Monday, May 11, 2020


            Ovid wasn’t there. So we don’t know what happened. We do know this much. Everyone knows this. When Orpheus played Apollo’s lyre and sang his own songs, all Reality stopped to listen, rapt. When someone threw a stone at him, he sang to the stone and it fell at his feet. No wonder Eurydice loved him and what she must have been to draw his heart from all the world! But on their wedding day she was stalked by the lustful cheesemaker Aristaeus. She eluded him but stepped on a snake and died. Grief-stricken, Orpheus sang because that’s what he did. Hearing his heartrending song, the gods wept and sent him to the Underworld to reclaim his bride. This much we know.

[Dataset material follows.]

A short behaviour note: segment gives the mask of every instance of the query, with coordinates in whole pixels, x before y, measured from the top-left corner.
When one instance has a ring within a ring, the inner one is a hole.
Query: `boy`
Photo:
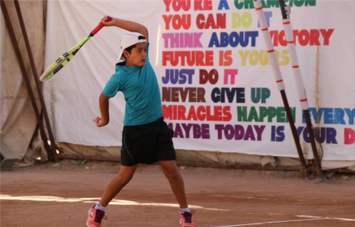
[[[126,111],[123,121],[121,167],[118,175],[109,184],[98,204],[88,213],[86,226],[99,227],[109,203],[129,182],[138,163],[157,161],[168,179],[180,207],[180,227],[194,227],[185,195],[183,181],[176,164],[172,138],[174,131],[163,118],[160,90],[149,62],[148,31],[132,21],[113,18],[101,19],[105,26],[116,26],[129,32],[121,40],[121,52],[116,73],[107,82],[100,96],[101,117],[93,120],[98,127],[109,123],[109,100],[122,91]]]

            Ovid tells us a plausible but not entirely convincing story. Orpheus’ songs moved Hades, Persephone, and the Furies to tears. (Oddly no word of what Eurydice might or might not have felt. No one asked her what she wanted. Does this silence signify?) Supposedly the dark gods gave the couple permission to return to the mortal, transitory, lovely mirage of a world called Life, provided Orpheus walked in front and did not look back until they reached the surface. Odd, but things generally seem odd down there. So, they set out, but at the last possible moment, Orpheus looked back only to see Eurydice falling away, away, down, and down back to Hades’ grim realm. She fell because Orpheus faltered but he faltered out of love. It was his love that damned them both. Maybe it happened that way. I wasn’t there either. If it did, then we see, as Wilde taught us from his jail, love and sorrow are into a single fabric woven. 

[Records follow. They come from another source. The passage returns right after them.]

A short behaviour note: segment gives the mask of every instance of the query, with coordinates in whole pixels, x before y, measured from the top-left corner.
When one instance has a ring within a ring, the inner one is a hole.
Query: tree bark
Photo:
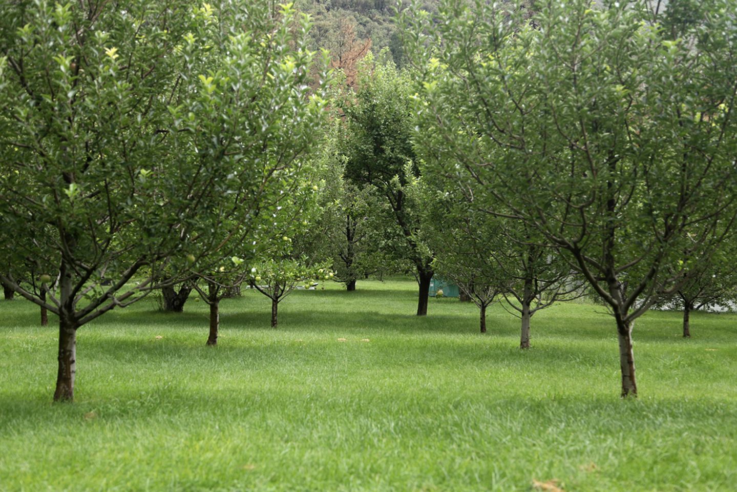
[[[3,284],[2,294],[6,301],[12,301],[13,297],[15,295],[15,291],[5,284]]]
[[[691,338],[691,303],[683,303],[683,338]]]
[[[481,305],[481,333],[486,333],[486,304],[482,304]]]
[[[276,299],[271,299],[271,328],[276,328],[276,314],[279,310],[279,301]]]
[[[39,298],[46,302],[46,288],[41,287],[41,291],[39,294]],[[41,326],[47,326],[49,325],[49,312],[48,310],[41,306]]]
[[[433,278],[432,270],[419,269],[419,298],[417,299],[417,316],[427,314],[427,299],[430,297],[430,281]]]
[[[181,285],[179,291],[177,292],[173,285],[161,288],[161,294],[164,296],[164,311],[167,313],[181,313],[184,311],[184,303],[192,288],[187,285]]]
[[[54,401],[72,401],[77,374],[77,326],[63,316],[59,319],[58,361]]]
[[[214,282],[207,283],[207,303],[210,305],[210,333],[207,337],[208,345],[217,344],[217,330],[220,326],[220,285]]]
[[[220,325],[220,303],[219,301],[210,302],[210,334],[207,337],[208,345],[217,344],[217,330]]]
[[[530,305],[522,305],[522,331],[520,336],[520,348],[530,348]]]
[[[622,372],[622,398],[638,395],[635,381],[635,355],[632,353],[632,322],[617,320],[619,339],[619,365]]]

            But are those the facts? I wonder how Eurydice felt. Did his lyre still touch her heart? Or had death changed her, altered her love? I wonder if perhaps she had made a comfy home in the Underworld. Think of Bonivard, imprisoned in the Castle of Chillon. Byron’s “Prisoner” had made peace with imprisonment. He had, as Eric Fromm said, “escaped from freedom” with its attendant stress.

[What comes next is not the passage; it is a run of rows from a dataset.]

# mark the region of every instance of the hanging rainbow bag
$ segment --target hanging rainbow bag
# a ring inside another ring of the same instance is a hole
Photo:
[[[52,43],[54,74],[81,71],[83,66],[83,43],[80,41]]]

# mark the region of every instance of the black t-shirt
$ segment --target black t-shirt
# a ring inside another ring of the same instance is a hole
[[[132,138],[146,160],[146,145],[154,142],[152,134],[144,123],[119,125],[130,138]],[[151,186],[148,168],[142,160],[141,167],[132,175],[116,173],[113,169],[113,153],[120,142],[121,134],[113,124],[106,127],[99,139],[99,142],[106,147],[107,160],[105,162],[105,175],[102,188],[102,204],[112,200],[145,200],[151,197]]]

                “These heavy walls to me had grown 
A hermitage—and all my own! 
With spiders I had friendship made . . .
We were all inmates of one place, . . . 
My very chains and I grew friends, 
So much a long communion tends 
To make us what we are . . . .”

I wasn’t there either. But I have invited so many people into life and received their RSVP regrets. I wonder if when Orpheus looked back it was because he sensed Eurydice’s reluctance to follow him into the light. I wonder if when he turned his anxious head she was not there because she had thought better of it and returned to her familiar misery, the gloom that she felt herself to be.

            We do know what happened next. Orpheus renounced womankind, dallied at times with young men, and sang sad songs of love lost, songs that moved the hearts of Maenads with longing that turned to wrath when their love was scorned; so they set out to tear the poet limb from limb. Some say they got him, and various disposals were made of his head and lyre. The truth is this: to escape their passion, he turned to stone, perhaps having foreseen Stoic philosophy. We know that much.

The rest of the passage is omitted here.